Enhancing the Stiffness Perception of Tangible Objects in Mixed Reality Using Wearable Haptics

This paper studies the combination of tangible objects and wearable haptics for improving the display of stiffness sensations in virtual environments. Tangible objects enable to feel the general shape of objects, but they are often passive or unable to simulate several varying mechanical properties. Wearable haptic devices are portable and unobtrusive interfaces able to generate varying tactile sensations, but they often fail at providing convincing stiff contacts and distributed shape sensations. We propose to combine these two approaches in virtual and augmented reality (VR/AR), becoming able of arbitrarily augmenting the perceived stiffness of real/tangible objects by providing timely tactile stimuli at the fingers. We developed a proof-of-concept enabling to simulate varying elasticity/stiffness sensations when interacting with tangible objects by using wearable tactile modules at the fingertips.
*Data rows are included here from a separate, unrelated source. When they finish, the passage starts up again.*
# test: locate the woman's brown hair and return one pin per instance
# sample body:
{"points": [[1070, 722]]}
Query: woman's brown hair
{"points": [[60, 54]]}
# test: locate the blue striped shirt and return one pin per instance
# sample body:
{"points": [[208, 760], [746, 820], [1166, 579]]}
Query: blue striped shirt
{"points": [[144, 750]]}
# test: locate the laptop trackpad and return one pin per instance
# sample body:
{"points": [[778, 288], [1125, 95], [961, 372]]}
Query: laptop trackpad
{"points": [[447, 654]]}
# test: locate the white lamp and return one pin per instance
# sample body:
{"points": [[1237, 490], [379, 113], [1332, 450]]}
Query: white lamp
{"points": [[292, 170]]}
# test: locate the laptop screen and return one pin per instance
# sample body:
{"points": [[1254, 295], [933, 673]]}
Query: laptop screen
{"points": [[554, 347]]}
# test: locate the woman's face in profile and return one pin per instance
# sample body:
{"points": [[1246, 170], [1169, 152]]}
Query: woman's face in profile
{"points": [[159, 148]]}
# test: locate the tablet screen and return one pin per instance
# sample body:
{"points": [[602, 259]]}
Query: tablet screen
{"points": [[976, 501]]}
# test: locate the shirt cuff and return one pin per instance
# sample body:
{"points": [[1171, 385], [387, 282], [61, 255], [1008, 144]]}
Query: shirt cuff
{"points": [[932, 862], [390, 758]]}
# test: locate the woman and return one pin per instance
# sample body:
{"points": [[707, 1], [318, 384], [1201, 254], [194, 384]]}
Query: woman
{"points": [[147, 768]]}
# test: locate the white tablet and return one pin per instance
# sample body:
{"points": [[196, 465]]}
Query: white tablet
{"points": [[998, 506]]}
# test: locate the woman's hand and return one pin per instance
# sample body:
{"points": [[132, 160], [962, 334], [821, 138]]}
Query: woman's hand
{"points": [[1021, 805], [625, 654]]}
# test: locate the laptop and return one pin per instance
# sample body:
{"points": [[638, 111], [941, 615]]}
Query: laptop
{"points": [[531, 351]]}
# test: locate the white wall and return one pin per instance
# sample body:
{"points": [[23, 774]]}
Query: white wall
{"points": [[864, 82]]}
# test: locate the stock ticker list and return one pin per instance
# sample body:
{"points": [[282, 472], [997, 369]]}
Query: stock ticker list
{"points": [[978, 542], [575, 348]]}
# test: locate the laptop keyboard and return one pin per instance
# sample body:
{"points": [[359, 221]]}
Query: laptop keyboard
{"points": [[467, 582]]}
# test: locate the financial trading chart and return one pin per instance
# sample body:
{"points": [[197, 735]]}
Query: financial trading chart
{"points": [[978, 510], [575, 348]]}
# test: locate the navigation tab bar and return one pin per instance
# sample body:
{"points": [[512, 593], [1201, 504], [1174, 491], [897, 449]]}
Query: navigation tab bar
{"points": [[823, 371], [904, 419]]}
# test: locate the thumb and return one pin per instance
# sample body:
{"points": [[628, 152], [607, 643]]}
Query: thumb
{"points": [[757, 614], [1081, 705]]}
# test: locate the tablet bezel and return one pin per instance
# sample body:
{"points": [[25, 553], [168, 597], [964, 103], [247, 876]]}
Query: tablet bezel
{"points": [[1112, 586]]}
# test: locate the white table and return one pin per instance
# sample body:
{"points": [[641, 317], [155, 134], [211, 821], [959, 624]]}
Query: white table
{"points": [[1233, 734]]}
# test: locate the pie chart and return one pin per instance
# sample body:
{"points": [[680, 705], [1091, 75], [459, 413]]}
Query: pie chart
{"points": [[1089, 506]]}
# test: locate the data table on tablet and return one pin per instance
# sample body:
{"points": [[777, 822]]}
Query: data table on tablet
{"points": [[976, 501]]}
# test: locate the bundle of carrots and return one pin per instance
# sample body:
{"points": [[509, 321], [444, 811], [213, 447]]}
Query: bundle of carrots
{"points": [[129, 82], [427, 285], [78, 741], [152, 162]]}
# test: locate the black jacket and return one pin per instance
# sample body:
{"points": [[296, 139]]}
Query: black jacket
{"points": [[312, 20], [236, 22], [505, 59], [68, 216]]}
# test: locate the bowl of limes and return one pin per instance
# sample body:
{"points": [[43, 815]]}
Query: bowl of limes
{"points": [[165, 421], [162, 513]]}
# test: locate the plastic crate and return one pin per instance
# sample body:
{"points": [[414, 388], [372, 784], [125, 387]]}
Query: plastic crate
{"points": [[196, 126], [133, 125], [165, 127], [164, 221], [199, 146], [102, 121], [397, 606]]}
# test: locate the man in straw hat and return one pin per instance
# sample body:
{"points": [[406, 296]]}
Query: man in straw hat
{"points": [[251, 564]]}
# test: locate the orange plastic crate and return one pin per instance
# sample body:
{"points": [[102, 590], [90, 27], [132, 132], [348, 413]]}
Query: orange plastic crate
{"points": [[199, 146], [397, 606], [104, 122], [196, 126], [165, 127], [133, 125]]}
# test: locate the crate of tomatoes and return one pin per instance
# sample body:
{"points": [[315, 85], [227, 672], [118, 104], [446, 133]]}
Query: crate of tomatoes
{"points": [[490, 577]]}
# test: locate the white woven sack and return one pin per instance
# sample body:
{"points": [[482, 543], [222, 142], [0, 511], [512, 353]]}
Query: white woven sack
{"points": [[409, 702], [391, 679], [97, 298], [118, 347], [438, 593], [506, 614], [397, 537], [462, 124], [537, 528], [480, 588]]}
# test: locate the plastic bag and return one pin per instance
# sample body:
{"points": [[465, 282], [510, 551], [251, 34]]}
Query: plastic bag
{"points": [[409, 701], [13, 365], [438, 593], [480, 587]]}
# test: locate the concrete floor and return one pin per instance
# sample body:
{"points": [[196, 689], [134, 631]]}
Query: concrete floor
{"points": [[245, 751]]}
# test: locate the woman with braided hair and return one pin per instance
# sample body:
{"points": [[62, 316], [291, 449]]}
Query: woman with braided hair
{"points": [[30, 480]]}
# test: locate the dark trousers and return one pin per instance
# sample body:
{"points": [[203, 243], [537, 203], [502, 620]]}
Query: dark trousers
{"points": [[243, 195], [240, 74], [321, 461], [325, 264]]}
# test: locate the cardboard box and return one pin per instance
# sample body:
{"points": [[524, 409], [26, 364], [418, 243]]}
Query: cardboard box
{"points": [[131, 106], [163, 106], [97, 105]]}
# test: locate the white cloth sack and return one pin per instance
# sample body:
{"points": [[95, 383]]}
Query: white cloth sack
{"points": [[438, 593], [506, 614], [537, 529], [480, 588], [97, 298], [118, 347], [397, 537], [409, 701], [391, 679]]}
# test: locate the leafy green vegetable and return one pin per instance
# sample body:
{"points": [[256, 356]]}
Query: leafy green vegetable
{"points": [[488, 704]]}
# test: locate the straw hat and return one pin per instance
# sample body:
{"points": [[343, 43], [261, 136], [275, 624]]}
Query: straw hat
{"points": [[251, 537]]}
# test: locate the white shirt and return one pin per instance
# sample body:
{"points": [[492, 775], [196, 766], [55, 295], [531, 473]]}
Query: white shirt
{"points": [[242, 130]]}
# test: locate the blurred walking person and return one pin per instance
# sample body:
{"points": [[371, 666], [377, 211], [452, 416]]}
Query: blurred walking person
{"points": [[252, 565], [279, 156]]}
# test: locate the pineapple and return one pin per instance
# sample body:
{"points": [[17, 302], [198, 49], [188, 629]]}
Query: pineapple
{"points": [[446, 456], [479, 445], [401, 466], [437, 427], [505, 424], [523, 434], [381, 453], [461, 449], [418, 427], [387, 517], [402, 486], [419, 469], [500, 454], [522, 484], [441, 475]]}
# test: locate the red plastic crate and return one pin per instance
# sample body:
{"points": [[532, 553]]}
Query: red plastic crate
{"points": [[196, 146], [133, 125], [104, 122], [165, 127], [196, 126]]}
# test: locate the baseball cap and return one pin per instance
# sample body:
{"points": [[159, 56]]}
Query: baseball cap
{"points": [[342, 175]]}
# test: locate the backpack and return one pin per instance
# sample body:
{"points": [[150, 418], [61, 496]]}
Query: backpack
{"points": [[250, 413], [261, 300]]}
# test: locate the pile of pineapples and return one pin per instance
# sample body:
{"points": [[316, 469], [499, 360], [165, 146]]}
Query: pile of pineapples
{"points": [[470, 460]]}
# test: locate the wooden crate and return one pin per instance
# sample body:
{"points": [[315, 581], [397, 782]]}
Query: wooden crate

We carried out a user study showing that wearable haptic stimulation can well alter the perceived stiffness of real objects, even when the tactile stimuli are not delivered at the contact point. We illustrated our approach both in VR and AR, within several use cases and different tangible settings, such as when touching surfaces, pressing buttons and pistons, or holding an object. Taken together, our results pave the way for novel haptic sensations in VR/AR by better exploiting the multiple ways of providing simple, unobtrusive, and low-cost haptic displays.